Das Helmholtz-Zentrum München für Gesundheit und Umwelt war mit zwei Anträgen erfolgreich: Die „Helmholtz Graduate School of Environmental Health“ (HELENA), die das HMGU gemeinsam mit der Ludwigs-Maximilians-Universität sowie der Technischen Universität München konzipiert hat, wird mit 500.000 Euro im Jahr gefördert und soll rund 400 Doktoranden eine strukturierte Ausbildung rund um Erkrankungen bieten, die von Umweltfaktoren und Lebensstil beeinflusst sind. Außerdem wurde der Antrag auf ein Helmholtz-Kolleg zu „Biologie und Erkrankungen der Lunge“ bewilligt, das nun mit 250.000 Euro jährlich gefördert wird und mit der Ludwigs-Maximilians-Universität, dem Klinikum der Universität München und weiteren Partnern kooperiert.
Auch das Karlsruher Institut für Technologie (KIT) kann sowohl eine neue Graduiertenschule als auch ein neues Helmholtz-Kolleg einrichten: Die „KIT-Graduate School for Climate and Environment“ (KIT-GRACE) wird in Zusammenarbeit mit der Technischen Universität Darmstadt aufgebaut und erhält nun jährlich 450.000 Euro. Das Helmholtz-Kolleg „Energy-related Catalysis“ arbeitet mit der Universität Heidelberg zusammen und wird rund 20 Studierende aufnehmen, die katalytische Verfahren für die Umwandlung und Speicherung von Energie untersuchen. Dieses Helmholtz-Kolleg wird mit jährlich 300.000 Euro gefördert.

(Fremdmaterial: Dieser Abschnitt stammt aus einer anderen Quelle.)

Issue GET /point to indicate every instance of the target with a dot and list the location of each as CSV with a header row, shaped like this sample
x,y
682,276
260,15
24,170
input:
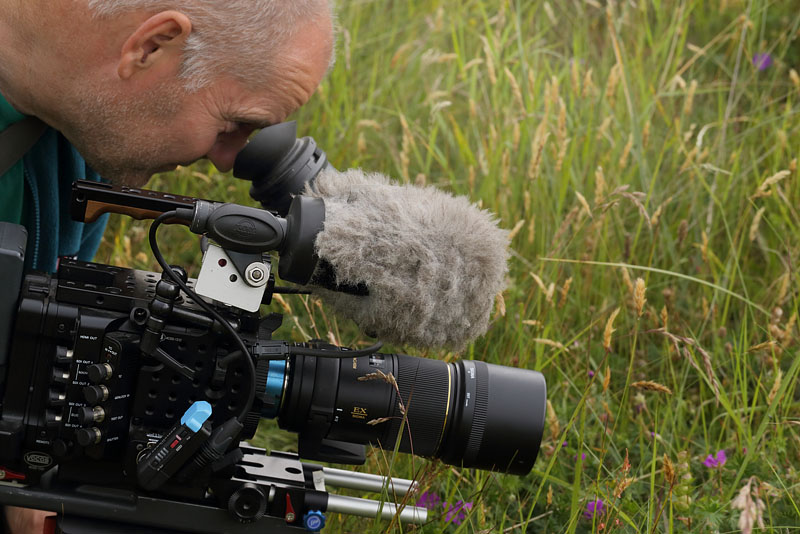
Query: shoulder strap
x,y
17,139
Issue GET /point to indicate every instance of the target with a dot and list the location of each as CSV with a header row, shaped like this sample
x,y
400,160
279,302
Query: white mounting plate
x,y
219,280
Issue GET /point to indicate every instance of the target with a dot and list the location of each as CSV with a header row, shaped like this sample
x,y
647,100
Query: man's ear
x,y
158,40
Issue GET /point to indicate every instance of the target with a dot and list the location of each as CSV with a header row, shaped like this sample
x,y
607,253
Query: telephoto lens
x,y
469,413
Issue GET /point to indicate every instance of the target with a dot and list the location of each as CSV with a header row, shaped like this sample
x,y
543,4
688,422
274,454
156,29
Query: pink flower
x,y
717,460
594,508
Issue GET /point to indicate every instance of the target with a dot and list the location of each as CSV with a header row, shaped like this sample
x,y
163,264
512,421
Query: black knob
x,y
88,436
89,416
53,419
63,355
60,376
56,398
99,372
248,503
60,447
95,394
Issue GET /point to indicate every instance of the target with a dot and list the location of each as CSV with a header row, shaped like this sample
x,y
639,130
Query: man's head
x,y
144,85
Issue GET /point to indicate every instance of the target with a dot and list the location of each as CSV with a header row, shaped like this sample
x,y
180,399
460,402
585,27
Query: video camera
x,y
127,395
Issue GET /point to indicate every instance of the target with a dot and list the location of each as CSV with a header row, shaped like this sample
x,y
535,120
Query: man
x,y
138,87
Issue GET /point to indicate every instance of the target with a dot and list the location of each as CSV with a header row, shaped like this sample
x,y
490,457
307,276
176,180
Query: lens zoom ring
x,y
480,415
426,383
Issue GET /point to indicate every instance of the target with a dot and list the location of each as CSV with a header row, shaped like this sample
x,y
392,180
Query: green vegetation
x,y
647,169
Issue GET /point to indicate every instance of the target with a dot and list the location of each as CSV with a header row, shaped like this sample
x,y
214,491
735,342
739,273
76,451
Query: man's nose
x,y
223,153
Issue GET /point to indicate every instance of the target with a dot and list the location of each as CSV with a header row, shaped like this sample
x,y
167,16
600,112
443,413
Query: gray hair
x,y
240,38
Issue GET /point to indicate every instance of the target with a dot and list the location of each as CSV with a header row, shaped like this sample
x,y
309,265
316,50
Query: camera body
x,y
127,396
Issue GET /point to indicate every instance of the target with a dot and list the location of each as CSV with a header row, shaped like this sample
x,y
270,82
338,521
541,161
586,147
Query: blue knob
x,y
314,520
196,415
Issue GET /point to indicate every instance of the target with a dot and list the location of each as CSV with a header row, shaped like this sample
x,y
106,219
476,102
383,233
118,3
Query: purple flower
x,y
429,500
594,508
456,513
717,460
762,61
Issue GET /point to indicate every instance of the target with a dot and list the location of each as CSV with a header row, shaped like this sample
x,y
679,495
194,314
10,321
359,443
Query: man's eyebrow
x,y
255,122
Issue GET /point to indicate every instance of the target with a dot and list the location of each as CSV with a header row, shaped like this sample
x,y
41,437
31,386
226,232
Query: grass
x,y
634,140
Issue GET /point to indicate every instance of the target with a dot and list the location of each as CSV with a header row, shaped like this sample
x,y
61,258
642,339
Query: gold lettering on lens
x,y
447,407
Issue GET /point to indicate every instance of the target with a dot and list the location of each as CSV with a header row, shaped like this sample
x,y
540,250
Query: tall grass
x,y
648,172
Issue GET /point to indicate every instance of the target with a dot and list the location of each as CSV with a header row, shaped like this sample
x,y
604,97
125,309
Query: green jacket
x,y
36,192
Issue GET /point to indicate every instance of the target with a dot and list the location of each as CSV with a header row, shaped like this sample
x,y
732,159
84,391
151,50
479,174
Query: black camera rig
x,y
127,395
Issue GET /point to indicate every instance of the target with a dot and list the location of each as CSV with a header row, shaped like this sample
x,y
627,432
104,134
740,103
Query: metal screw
x,y
255,274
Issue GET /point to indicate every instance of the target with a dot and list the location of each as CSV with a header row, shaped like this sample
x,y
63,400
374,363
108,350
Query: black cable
x,y
327,353
251,368
290,290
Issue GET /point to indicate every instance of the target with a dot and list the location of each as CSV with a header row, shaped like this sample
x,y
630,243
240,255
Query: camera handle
x,y
287,485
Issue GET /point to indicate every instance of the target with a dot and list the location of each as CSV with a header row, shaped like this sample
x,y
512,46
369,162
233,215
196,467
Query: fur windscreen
x,y
433,263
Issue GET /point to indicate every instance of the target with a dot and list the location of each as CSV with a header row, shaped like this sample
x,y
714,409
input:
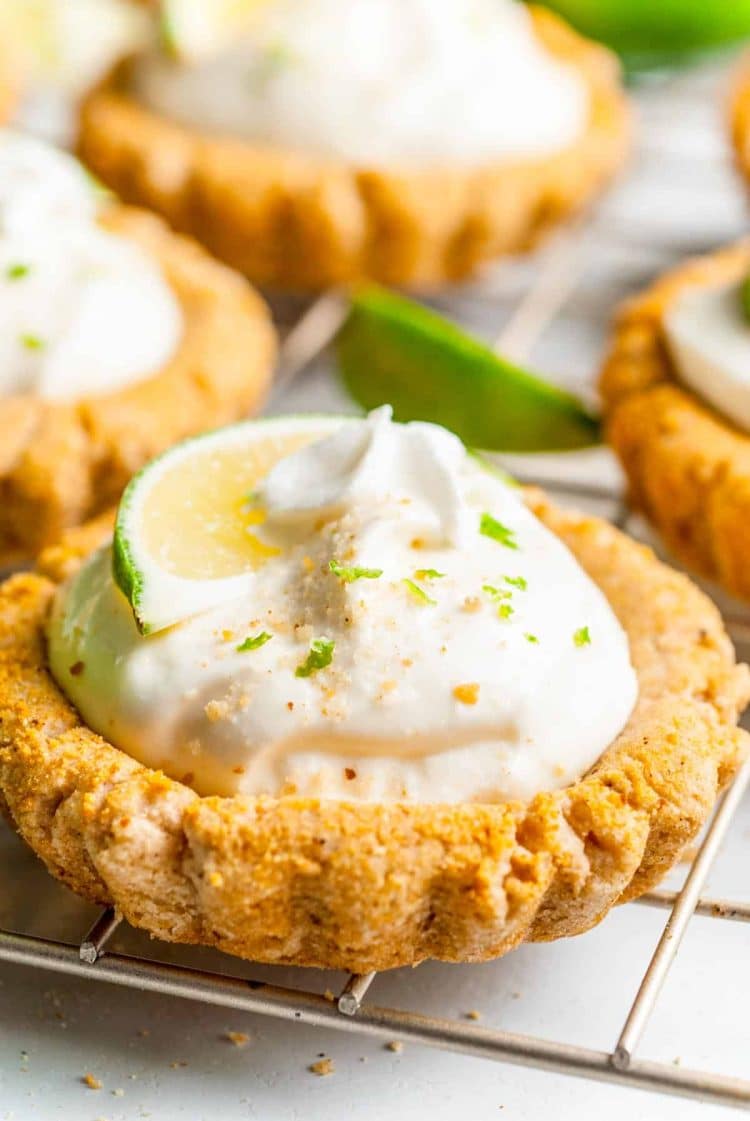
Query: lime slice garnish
x,y
394,351
193,29
185,536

Das Deutsche Zentrum für Luft- und Raumfahrt baut in Zusammenarbeit mit der Technischen Universität Berlin ein Helmholtz-Kolleg zum Thema „Sicherheitstechnologien“ auf, das durch die Helmholtz-Gemeinschaft nun mit 300.000 Euro jährlich gefördert wird.

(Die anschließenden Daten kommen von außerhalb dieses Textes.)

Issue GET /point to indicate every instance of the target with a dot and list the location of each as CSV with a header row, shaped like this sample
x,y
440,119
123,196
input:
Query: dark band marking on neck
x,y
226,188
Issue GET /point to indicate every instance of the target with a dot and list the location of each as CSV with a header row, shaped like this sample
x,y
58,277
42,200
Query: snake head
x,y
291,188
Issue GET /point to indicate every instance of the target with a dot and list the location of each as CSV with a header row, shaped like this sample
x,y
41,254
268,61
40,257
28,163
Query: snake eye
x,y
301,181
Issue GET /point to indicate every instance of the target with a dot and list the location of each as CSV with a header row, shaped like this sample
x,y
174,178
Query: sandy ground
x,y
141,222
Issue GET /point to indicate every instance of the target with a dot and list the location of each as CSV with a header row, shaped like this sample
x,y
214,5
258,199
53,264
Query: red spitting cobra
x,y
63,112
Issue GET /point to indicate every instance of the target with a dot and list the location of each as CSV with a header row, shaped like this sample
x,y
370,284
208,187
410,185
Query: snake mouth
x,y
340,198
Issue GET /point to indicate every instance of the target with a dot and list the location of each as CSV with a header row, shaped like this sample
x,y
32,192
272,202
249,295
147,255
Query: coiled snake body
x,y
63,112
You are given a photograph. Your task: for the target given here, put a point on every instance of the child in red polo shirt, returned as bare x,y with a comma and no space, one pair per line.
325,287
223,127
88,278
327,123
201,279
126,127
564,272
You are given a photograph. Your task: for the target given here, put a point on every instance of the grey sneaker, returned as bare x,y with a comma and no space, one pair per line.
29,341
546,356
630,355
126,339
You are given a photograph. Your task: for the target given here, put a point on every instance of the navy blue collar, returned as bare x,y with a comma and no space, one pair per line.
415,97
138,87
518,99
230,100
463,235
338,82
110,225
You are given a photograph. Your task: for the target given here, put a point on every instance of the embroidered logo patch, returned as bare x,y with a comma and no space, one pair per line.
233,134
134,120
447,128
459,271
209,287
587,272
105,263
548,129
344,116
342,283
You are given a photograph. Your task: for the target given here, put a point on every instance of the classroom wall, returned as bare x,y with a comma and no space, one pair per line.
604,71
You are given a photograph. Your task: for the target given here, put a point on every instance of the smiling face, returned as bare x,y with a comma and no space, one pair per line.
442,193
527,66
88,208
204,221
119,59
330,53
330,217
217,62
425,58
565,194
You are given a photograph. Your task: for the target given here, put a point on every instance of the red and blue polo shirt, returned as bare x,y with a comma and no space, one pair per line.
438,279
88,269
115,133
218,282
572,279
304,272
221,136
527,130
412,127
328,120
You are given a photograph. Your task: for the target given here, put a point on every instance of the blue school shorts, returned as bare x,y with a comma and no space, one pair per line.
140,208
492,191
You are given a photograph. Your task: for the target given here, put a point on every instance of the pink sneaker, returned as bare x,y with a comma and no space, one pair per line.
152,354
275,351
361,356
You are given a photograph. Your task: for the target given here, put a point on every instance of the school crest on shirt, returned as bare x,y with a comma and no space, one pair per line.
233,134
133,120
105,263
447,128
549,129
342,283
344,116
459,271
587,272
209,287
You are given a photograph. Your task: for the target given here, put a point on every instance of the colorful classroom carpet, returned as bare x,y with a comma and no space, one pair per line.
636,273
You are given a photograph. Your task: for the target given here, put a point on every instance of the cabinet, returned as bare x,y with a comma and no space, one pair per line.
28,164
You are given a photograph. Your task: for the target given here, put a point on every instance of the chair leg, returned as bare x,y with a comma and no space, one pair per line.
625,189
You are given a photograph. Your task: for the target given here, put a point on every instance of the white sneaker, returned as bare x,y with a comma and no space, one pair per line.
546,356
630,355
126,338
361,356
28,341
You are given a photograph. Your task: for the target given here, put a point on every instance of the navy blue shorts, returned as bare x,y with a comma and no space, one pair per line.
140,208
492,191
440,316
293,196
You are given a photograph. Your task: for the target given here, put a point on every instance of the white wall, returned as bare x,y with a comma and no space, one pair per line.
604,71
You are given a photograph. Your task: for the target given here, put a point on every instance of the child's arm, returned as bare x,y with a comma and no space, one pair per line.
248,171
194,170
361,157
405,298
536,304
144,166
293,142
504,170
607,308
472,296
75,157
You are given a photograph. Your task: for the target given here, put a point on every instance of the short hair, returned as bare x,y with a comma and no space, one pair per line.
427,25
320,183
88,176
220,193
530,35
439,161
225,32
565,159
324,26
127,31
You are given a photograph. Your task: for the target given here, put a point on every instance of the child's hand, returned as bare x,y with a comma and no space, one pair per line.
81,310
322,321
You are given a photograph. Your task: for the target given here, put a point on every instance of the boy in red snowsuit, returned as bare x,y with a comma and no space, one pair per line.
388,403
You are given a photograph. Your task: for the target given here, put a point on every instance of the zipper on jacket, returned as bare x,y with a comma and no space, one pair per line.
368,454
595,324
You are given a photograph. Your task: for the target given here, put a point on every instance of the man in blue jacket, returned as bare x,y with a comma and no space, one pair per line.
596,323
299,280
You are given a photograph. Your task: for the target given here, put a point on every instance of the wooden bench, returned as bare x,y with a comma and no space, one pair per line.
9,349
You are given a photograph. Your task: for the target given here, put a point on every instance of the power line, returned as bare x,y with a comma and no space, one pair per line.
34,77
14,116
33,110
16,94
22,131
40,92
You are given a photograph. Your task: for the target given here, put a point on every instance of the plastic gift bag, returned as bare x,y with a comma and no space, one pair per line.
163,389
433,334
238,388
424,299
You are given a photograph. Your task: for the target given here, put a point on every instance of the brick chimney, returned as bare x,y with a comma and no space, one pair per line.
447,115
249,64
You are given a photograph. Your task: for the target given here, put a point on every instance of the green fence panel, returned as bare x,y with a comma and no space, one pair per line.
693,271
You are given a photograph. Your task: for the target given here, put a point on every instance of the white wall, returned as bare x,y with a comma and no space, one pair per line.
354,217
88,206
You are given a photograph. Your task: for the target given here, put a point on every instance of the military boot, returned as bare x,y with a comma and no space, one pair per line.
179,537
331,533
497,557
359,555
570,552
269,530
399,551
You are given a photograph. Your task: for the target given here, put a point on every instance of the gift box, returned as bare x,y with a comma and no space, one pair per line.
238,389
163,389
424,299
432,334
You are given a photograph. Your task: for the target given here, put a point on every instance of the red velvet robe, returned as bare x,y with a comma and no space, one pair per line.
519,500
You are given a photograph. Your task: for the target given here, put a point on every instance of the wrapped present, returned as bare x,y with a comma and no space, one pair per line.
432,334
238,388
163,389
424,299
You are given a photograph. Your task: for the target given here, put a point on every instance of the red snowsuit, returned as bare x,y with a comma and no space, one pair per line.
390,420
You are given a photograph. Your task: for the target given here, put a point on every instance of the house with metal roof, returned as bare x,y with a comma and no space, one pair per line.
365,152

Das Helmholtz-Zentrum Potsdam, Deutsches Geoforschungszentrum GFZ richtet das Helmholtz-Kolleg „GeoSim“ ein, das sich mit der explorativen Simulation in den Geowissenschaften beschäftigt und mit der Freien Universität Berlin sowie mit der Universität Potsdam kooperiert. Das Helmholtz-Kolleg „GeoSim“ wird mit 300.000 Euro jährlich gefördert.

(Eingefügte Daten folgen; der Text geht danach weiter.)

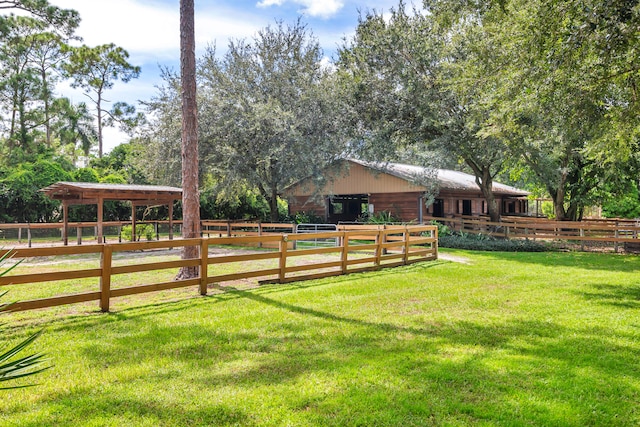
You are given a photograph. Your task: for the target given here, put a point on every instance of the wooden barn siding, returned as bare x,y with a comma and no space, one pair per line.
359,180
308,205
403,206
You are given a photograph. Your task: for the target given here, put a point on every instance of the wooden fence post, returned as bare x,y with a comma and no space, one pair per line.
345,251
105,279
378,248
204,264
434,245
406,236
283,258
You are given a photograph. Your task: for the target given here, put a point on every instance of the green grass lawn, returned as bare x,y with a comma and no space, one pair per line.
548,339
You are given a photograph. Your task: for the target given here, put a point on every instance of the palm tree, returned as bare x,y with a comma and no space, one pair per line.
12,368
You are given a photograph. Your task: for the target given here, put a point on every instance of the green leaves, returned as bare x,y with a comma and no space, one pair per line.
12,368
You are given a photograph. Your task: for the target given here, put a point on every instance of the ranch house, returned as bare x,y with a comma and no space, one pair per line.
351,188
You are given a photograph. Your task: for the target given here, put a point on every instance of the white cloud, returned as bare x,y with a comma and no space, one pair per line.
149,30
320,8
267,3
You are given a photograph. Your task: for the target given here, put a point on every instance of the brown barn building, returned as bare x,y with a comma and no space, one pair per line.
356,187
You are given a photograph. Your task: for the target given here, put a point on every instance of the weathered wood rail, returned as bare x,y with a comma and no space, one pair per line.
358,251
615,233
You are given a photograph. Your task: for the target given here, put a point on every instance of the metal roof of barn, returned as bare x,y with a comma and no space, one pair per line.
448,179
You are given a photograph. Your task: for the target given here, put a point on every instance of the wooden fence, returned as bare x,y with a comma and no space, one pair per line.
357,251
614,233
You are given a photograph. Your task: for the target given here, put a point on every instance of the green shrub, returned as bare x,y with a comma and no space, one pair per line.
379,218
484,242
145,230
307,218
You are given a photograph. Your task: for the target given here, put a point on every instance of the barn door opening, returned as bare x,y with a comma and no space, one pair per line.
347,208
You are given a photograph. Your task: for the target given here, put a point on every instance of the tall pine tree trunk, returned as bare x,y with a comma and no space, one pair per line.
190,196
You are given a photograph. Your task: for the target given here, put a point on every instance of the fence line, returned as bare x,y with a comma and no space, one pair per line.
616,233
375,249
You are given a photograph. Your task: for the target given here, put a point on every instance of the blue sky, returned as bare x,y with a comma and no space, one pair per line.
149,31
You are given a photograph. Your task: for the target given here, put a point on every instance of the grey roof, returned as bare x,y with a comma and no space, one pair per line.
115,187
449,179
90,190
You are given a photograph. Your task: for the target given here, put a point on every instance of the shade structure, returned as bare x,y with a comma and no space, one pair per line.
89,193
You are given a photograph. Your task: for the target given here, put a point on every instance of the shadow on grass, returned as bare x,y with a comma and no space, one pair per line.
580,260
331,367
618,296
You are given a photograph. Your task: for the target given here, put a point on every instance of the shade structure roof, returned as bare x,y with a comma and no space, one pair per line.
91,193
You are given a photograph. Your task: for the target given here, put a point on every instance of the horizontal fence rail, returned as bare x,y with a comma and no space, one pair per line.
614,233
357,251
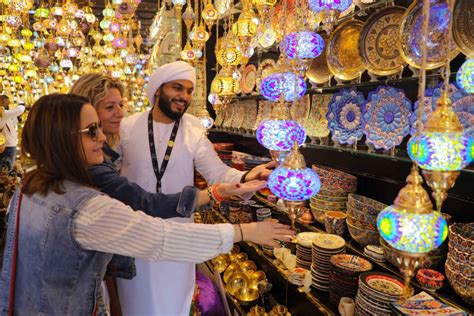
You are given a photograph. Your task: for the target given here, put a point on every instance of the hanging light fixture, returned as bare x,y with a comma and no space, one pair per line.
279,133
288,84
465,76
294,183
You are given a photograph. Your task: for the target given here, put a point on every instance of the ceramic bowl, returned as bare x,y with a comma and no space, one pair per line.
221,262
334,179
466,270
238,280
362,236
233,267
365,205
463,286
429,279
248,265
461,236
433,262
246,295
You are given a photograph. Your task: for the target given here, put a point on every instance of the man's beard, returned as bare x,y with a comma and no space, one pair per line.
164,104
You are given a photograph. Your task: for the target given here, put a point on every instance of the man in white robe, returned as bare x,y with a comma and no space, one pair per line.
166,288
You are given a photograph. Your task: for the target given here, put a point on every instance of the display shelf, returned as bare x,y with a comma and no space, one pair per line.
397,154
284,292
446,294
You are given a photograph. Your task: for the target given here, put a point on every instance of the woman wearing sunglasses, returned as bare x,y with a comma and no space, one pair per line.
62,232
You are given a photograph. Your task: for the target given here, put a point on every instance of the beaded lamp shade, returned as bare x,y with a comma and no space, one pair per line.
303,45
280,134
465,76
292,86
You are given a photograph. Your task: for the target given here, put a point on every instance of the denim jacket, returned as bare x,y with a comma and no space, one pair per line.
54,275
106,177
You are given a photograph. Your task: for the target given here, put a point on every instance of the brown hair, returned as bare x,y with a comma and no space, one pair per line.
50,138
95,86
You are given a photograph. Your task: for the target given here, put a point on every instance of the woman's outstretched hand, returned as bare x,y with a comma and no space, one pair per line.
240,191
264,233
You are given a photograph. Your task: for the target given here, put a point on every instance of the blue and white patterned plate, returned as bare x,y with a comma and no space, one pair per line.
386,117
345,116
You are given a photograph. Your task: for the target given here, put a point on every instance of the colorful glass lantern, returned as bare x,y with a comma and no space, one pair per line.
291,85
279,135
442,150
303,45
465,76
410,225
294,183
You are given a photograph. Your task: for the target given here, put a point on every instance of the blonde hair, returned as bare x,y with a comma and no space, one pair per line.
95,86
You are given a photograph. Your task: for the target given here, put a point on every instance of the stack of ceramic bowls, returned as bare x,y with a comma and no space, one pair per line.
263,213
376,291
459,266
324,246
224,151
252,161
335,186
304,243
344,275
362,219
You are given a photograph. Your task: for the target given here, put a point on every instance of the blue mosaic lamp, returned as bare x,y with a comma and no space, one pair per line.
465,76
303,45
442,150
294,183
291,85
410,225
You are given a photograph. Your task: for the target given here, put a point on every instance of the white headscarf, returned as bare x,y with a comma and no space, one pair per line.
177,70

Mit den neu bewilligten Vorhaben fördert die Helmholtz-Gemeinschaft nun insgesamt acht Graduiertenschulen und elf Helmholtz-Kollegs aus dem Impuls- und Vernetzungsfonds. Während ein Helmholtz-Kolleg eine kleine Einheit mit einem begrenzten wissenschaftlichen Programm für bis zu 25 herausragende Doktoranden pro Jahr ist, ist eine Graduiertenschule als Dach zu verstehen, unter dem je nach Ausrichtung und Größe des Zentrums wenige bis zahlreiche, fachlich unterschiedliche oder auch Disziplinen übergreifende Curricula zusammengefasst werden.